While some tried to knock out the ceiling to send water up, Steve VanGorkom and Nathan Klusmann, both members of the Kulm Volunteer Fire Department, went upstairs to fight the fire from the second floor. Klusmann’s oxygen tank ran empty just as the fire seemed to be out, so the pair left their hose and went down to get Klusmann’s second tank with intentions of immediately returning to soak the rest of the second floor. Unfortunately, once they got back to the truck, they turned to see the second story in flames again.

“We saw then that the fire was in the floor joists, and we couldn’t stop it,” said VanGorkom. “All the dried-out old wood just fed the flames.” During the brief lull in the fire, Gackle entered the building again to retrieve some of the valuable documents he had stored in the building vault. “I filled one box, put it in my truck, and when I turned around to go back there was smoke coming out everywhere.”

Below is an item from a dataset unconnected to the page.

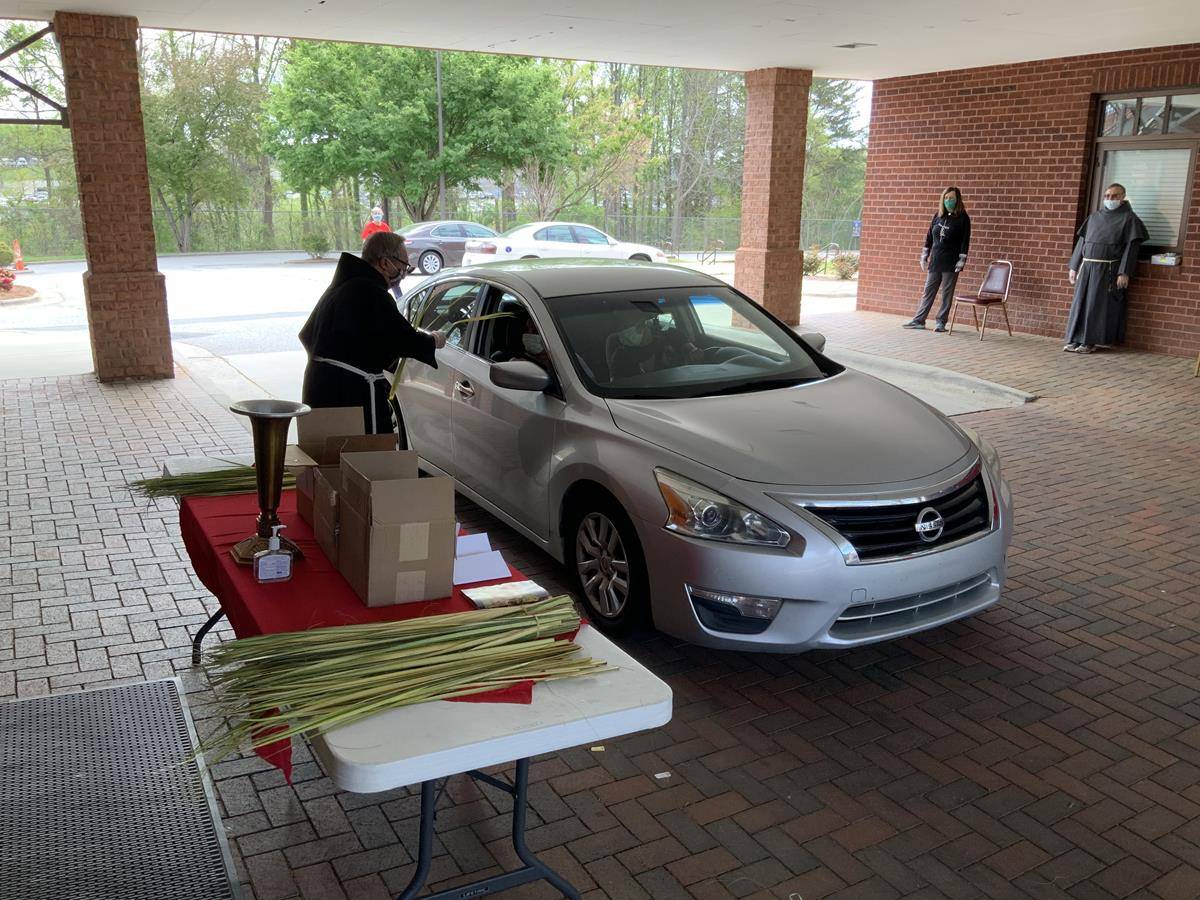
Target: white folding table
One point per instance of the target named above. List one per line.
(429, 742)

VanGorkom entered the building once more with a mask and tank to empty out the vault, but had a hard time finding it. “I couldn’t see six inches in front of my face,” he said.

He was able to recover more documents, but Gackle says he is still missing a lot.

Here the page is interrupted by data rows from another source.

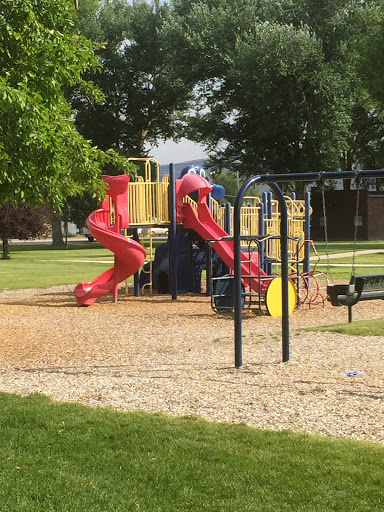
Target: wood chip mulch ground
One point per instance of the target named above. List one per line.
(155, 354)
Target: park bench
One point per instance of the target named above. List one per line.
(361, 287)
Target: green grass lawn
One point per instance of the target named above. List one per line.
(359, 328)
(67, 457)
(41, 266)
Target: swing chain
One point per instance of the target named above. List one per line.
(328, 271)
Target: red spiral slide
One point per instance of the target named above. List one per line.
(129, 254)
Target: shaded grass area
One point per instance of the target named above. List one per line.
(360, 328)
(41, 266)
(68, 457)
(335, 246)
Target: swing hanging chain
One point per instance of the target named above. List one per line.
(358, 184)
(328, 271)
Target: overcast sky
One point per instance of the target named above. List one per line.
(183, 151)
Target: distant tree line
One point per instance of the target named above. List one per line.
(266, 85)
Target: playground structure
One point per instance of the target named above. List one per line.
(148, 202)
(344, 294)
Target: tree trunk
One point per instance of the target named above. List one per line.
(5, 255)
(57, 235)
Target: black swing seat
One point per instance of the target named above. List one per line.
(346, 294)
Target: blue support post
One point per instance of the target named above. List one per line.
(228, 229)
(208, 259)
(307, 231)
(136, 277)
(262, 233)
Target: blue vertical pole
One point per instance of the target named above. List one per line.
(262, 233)
(307, 230)
(284, 269)
(228, 219)
(172, 233)
(208, 259)
(136, 284)
(269, 216)
(237, 288)
(228, 229)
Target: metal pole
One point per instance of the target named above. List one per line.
(172, 233)
(136, 277)
(284, 269)
(262, 233)
(307, 230)
(237, 271)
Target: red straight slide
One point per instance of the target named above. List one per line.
(129, 254)
(205, 225)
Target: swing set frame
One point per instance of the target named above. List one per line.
(272, 180)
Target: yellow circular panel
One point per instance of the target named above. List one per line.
(274, 297)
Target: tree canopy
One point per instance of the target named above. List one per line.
(141, 94)
(43, 158)
(275, 84)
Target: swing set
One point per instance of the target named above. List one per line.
(339, 295)
(346, 294)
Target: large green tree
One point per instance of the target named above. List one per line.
(141, 96)
(43, 158)
(275, 84)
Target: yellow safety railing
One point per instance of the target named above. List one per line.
(148, 202)
(151, 169)
(148, 205)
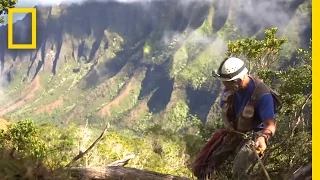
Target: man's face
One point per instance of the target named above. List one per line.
(232, 85)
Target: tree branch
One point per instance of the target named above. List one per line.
(119, 172)
(81, 154)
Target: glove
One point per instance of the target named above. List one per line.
(230, 127)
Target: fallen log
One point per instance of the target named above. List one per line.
(118, 173)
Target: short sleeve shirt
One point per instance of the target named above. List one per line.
(264, 109)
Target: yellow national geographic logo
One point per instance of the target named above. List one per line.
(33, 44)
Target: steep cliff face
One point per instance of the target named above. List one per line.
(122, 61)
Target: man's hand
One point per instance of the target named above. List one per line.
(261, 144)
(229, 127)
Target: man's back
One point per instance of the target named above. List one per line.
(264, 109)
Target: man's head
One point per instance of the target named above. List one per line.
(233, 73)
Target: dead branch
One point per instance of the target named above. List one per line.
(81, 154)
(302, 173)
(122, 162)
(119, 173)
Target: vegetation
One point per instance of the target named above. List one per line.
(4, 6)
(56, 116)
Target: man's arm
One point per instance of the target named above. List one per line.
(269, 128)
(266, 112)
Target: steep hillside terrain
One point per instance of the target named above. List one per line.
(133, 64)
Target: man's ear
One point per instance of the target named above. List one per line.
(239, 81)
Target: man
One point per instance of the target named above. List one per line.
(248, 105)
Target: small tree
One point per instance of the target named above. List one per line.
(290, 148)
(4, 6)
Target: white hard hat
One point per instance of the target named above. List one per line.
(230, 69)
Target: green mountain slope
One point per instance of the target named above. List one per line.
(132, 64)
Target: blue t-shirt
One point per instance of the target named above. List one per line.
(264, 109)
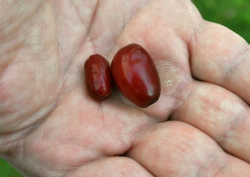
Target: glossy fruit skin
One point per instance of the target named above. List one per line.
(136, 76)
(98, 78)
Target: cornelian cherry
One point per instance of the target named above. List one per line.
(136, 76)
(98, 78)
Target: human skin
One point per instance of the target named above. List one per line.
(49, 126)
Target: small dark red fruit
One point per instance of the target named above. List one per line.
(98, 78)
(136, 76)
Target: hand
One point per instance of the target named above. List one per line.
(49, 126)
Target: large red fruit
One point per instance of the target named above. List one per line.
(98, 78)
(136, 76)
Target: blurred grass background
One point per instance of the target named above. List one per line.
(234, 14)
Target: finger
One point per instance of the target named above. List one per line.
(220, 56)
(178, 149)
(113, 167)
(220, 114)
(164, 31)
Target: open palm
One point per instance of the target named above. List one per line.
(49, 126)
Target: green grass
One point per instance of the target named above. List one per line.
(234, 14)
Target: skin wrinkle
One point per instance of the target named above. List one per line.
(236, 64)
(57, 131)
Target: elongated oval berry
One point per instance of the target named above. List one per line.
(98, 78)
(136, 76)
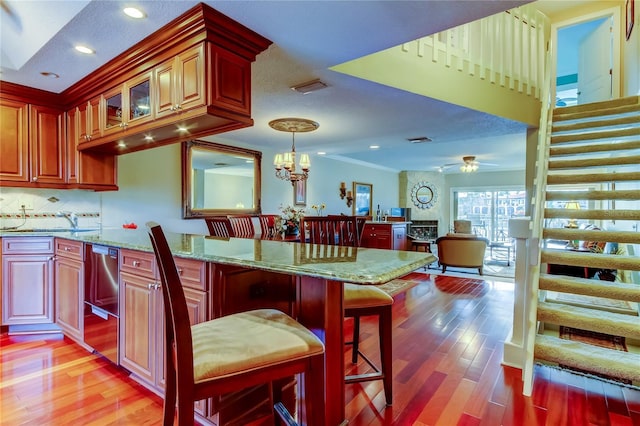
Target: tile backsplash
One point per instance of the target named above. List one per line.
(43, 204)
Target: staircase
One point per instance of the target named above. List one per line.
(596, 146)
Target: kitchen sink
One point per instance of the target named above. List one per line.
(23, 230)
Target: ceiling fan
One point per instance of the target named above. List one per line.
(469, 164)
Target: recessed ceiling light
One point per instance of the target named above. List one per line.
(84, 49)
(419, 139)
(309, 86)
(134, 12)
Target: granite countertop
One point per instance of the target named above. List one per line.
(353, 264)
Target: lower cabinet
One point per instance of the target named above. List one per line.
(142, 318)
(69, 287)
(27, 280)
(385, 235)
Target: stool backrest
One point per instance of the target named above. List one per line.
(179, 345)
(242, 226)
(219, 226)
(331, 230)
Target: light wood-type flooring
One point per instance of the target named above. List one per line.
(448, 339)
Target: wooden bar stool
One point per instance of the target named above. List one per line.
(359, 300)
(232, 352)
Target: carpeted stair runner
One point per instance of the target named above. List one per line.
(596, 144)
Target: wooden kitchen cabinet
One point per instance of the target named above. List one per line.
(385, 235)
(14, 149)
(69, 287)
(142, 334)
(87, 170)
(180, 83)
(127, 105)
(89, 120)
(33, 144)
(27, 280)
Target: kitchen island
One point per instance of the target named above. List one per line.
(318, 273)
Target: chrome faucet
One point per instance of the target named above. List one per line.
(70, 216)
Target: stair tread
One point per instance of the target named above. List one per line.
(589, 259)
(590, 287)
(592, 319)
(576, 149)
(563, 179)
(631, 194)
(596, 135)
(572, 234)
(588, 357)
(594, 124)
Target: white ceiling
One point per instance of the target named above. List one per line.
(308, 38)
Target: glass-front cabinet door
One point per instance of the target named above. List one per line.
(139, 97)
(113, 111)
(128, 105)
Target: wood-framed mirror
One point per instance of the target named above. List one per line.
(219, 180)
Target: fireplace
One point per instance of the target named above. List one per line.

The second floor contained countless items from the different phases the shop went through: mercantile store, roller skating rink, repair shop, car dealership and more. Gackle said he lost many antiques such as a pair of old glass globes from Standard Oil gas pumps, old Chrysler/Plymouth car parts, tools, and his father’s collection of limited edition toy tractors from the 1940s and ’50s.

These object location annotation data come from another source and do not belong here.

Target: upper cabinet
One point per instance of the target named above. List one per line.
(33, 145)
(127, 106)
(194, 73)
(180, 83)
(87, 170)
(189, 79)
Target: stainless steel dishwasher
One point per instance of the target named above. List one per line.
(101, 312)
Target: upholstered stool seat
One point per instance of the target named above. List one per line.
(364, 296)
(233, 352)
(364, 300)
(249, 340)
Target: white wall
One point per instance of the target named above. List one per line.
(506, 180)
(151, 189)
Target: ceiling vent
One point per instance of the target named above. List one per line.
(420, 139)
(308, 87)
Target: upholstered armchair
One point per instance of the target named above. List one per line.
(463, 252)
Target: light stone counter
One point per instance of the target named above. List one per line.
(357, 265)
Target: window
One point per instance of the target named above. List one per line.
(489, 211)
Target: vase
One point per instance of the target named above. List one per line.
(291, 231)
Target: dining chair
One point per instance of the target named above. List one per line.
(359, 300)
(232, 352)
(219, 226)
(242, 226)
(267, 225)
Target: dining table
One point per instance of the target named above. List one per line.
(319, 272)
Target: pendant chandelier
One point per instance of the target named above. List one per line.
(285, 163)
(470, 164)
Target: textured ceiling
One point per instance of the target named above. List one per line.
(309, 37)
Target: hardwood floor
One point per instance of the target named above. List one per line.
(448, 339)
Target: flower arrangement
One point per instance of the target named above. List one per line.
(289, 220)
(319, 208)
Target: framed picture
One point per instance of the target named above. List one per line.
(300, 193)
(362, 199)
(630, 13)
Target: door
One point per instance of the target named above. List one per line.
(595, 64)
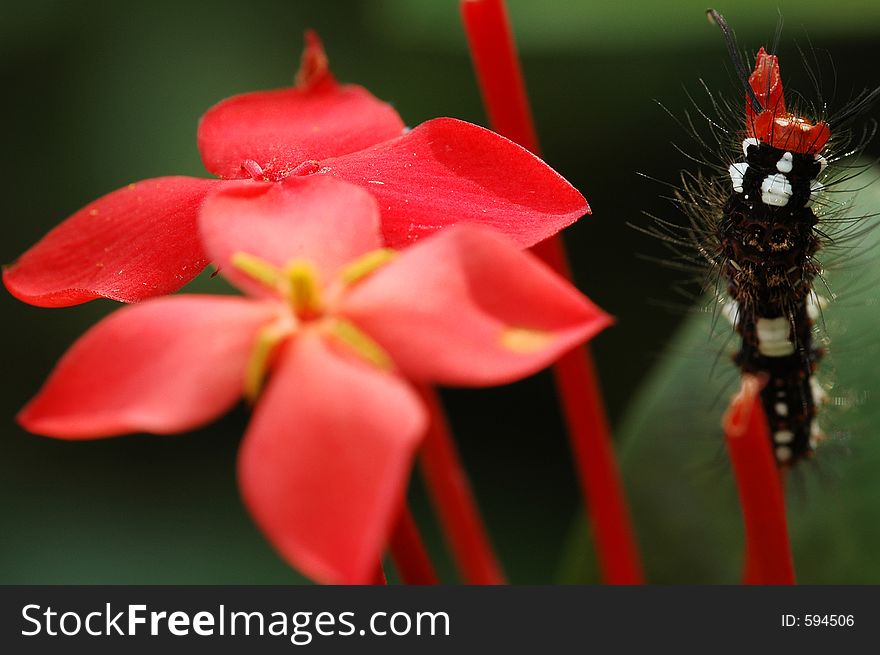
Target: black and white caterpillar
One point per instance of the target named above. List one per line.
(757, 228)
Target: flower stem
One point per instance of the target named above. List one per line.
(501, 82)
(379, 576)
(408, 552)
(759, 481)
(454, 501)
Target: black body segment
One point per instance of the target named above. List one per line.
(768, 240)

Batsch lost all his tools and equipment for his business, as well as a 1968 Dodge Coronet that he had been holding onto for more than 20 years, hoping to restore. Diane Batsch, Duane’s wife, said the family feels devastated not only for their own loss but also for the loss of the Gackle family.

It is impossible to put a value on history. Kulm lost a building that witnessed over 100 years of life and served our town in many capacities. Places like that become an anchor in a community and a way to trace history—it is where your grandmother went roller skating as a child, where your uncle worked during his school days, where your father passed the time with friends, and where you used to hide out and look long at the mementos of years past. Individuals hold onto sentimental things for the same reason, but there are few such monuments a town can share collectively.
The smoke will eventually stop, and what’s left will be cleared away. For many years, seeing the Gackle Bros. building reminded us of a vibrant and meaningful past that we all share. It is now our job as a community to jog each other’s memories. Good memories are not only the best medicine for loss; they also help us look with confidence to the future.

A benefit fund has been set up for the Duane Batsch family to re-establish his tools and equipment at the Heartland State Bank. Please send any donations to Duane Batsch Family Benefit Fund, c/o Heartland State Bank, PO Box I, Kulm, ND 58456 or drop off at Heartland State Bank, Kulm.